The Enchantress of Florence

Salman Rushdie

This book is like a tempestuous love affair.
It's challenging for somebody who isn't used to Rushdie's mystic style but once you tap it, it's like entering a fantasy land filled with delightful surprises at every step.
A majestic read, set in the historic era of the Mughals of Akbar and Florence of Lorenzo de' Medici , Rushdie weaves an intricate tale around these times and their offspring.

The story begins with the arrival of an exotic and mysterious visitor to Sikri - Mogor dell'Amore (Mughal of Love) - who claims to be in the possession of a secret of biblical proportions. He reaches the royal court with the help of Skeleton, a prolific prostitute. Afer much historical by-play it is revealed that the mysterious Florentine is Akbar's great uncle.

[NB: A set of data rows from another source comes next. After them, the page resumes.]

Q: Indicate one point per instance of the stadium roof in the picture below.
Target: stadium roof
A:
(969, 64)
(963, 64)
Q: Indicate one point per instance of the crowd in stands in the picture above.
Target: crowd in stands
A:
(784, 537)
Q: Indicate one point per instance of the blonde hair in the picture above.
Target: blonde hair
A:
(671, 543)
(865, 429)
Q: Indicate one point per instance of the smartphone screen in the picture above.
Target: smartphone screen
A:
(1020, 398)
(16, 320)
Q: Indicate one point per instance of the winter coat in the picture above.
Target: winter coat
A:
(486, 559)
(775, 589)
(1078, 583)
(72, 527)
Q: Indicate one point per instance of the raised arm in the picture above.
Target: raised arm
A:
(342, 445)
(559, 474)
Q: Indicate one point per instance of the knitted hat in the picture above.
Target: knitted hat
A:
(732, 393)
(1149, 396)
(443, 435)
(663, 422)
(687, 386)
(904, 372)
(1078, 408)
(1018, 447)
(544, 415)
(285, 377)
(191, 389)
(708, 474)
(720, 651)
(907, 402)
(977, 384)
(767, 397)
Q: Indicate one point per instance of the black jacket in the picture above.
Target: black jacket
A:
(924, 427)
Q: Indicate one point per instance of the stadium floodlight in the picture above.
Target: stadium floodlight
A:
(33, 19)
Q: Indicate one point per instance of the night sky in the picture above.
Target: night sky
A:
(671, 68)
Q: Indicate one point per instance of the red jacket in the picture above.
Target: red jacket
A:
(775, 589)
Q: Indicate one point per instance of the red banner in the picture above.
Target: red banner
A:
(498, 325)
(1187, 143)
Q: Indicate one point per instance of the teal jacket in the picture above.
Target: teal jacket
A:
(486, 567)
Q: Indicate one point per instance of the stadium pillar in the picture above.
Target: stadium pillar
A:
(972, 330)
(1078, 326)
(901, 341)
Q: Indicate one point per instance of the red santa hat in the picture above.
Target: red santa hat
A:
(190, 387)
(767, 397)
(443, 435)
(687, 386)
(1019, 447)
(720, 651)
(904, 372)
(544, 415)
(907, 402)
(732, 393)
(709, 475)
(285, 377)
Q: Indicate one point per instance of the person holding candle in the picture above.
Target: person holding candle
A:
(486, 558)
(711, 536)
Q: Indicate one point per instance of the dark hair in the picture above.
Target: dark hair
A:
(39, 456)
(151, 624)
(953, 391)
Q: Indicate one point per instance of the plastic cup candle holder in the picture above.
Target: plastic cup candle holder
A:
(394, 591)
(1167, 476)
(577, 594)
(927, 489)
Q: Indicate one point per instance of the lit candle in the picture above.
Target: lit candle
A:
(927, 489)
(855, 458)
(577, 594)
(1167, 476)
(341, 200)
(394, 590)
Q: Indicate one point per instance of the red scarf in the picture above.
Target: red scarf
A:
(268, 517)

Enormous uproar ensues and it is here that Akbar's character gains an even more layered complexity. Sometimes whimsical, sometimes petulant and most of the time passionate; Akbar is a man lost between imagination and questions. The flickering Jodha and Qara Koz (the enchantress of Florence) grip him alternately and lead him down the by lanes of Renaissance history. A world of Ottomans and Machiavelli, of Amerigo Vespucci and Vlad Dracula and of Genghis Khan and Medicis. 


In reality, the title of this book is a smoke screen. The book has little to do with Qara Koz. It has more to do with the comparisons drawn by Akbar and Machiavelli between their respective domains. Of their anguish which has no outlet, and their doubts which can only be answered by themselves. Rushdie has tried to evolve a theme through them. He has dared to make them question religion and boundaries, almost willing us to question ourselves and leave us wondering. 


As Rushdie picks his way through the chess-board of medievalist times he touches upon many threads. He flits on to art and dreams, seduction and longing, families and fate, destiny and defeat, kings and armies, friends and power, riches and rational thought. Its as if he envelopes a short medieval history of nearly everything.   


This novel is like a perpetual dream which doesn't end properly. Fragments are left niggling in the corner of your mind long after you've put the book down. Connections which you keep trying to make, ideas you suddenly grasp. It's like a whiff of something divine, this masterpiece. 


Rating: 
5/5. Yes, at the risk of sounding like an infatuated teenager, you must read it.